Petitions can carry a lot of weight, but the credibility of this one became dubious after Britain’s The Independent found dozens of questionable names in the mix. Among them: “Dr. Person Fakename,” “Dr. Very Dodgy Doctor” and “Dr. Johnny Fartpants.”
The main problem with the proposal, says a St. John’s clinical researcher, is that natural infection is not what the term herd immunity was originally meant to refer to.
“Herd immunity as a concept is really important, but it’s important in terms of vaccination,” Dr. Proton Rahman told The Telegram last week.
Rahman has been leading a team looking at Newfoundland and Labrador’s statistical vulnerability since the beginning of the COVID-19 pandemic.
“This issue of herd immunity is attractive for everyone because once you actually get there, you stop generating large outbreaks. That’s the good thing about herd immunity,” he said. “But it can only be safely administered when it’s part of a vaccination program. It’s not desirable or sometimes even possible to achieve herd immunity through natural infection of the population.”
The raw numbers are frightening enough.
It’s estimated the infection fatality rate (IFR) for COVID-19 is between 0.5 and 1.0 per cent. That’s the percentage of people who die from the disease out of all those infected — including those who didn’t show up in confirmed cases.
How do they know that number? Some countries have tested for antibodies and have been able to estimate how many people had an asymptomatic infection and were never tallied in the official count.

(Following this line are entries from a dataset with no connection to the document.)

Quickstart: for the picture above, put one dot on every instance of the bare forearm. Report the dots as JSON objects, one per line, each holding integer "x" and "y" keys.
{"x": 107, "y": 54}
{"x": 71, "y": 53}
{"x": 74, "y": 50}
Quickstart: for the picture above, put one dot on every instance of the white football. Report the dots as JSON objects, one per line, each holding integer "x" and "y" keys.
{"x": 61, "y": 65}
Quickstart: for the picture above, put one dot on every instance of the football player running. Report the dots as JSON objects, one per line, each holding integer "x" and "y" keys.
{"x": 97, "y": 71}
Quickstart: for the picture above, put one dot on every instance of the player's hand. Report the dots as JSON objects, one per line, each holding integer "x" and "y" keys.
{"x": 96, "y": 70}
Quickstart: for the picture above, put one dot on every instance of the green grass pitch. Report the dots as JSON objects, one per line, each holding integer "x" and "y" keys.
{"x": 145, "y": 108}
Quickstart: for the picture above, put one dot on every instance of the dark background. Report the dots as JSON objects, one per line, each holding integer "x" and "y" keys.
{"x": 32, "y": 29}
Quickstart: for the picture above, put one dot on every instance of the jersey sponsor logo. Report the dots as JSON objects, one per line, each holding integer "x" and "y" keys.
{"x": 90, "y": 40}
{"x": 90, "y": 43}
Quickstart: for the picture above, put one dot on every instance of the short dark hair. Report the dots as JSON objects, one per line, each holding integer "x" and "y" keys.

Taking 60 per cent of the province’s population — which is what would be required for natural herd immunity — and multiplying it by the IFR, you’d be looking at about 2,000 deaths in Newfoundland and Labrador. And that’s low-balling it.
Then there are the spinoff effects.
“The thing that we don’t think about often enough is … there’s all sorts of long-term consequences from a viral infection,” Rahman said.

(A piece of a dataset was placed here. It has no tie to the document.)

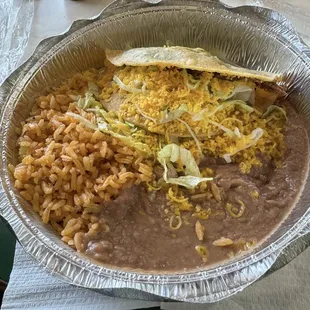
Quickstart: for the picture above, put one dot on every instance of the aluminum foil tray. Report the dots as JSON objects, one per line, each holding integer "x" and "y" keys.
{"x": 248, "y": 36}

Measles, for example, can cause brain damage, hearing loss and immune suppression. It’s already known that COVID-19 can damage the heart, lungs and brain.
Pushing the capacity of the health-care system is also a huge concern.
“What we’re fearful of the most here is actually the non-COVID deaths,” Rahman said.
“In the best-case scenario, we can only clear 40 per cent of the ICU. Sixty per cent of the ICU we need for heart attacks, strokes, urgent surgeries and that kind of stuff. If your system is overwhelmed with COVID, all these treatable things, you can’t manage.”
To top it off, we don’t even know how long immunity from COVID-19 lasts after recovery.
“There’s no firm evidence that you get long-lasting, protective immunity once you have the (coronavirus). Like, once you have the flu, you can get another one the same season,” Rahman said.
“If you’re wrong about that assumption, you go through all this, you go through the deaths, and you’re not even immune to begin with.”
Rahman says turning the idea of herd immunity on its head has been a way for leaders to escape culpability when community spread has gotten out of control, as it has in the U.S.
“That is more of a way of explaining their failure than it is a strategy.”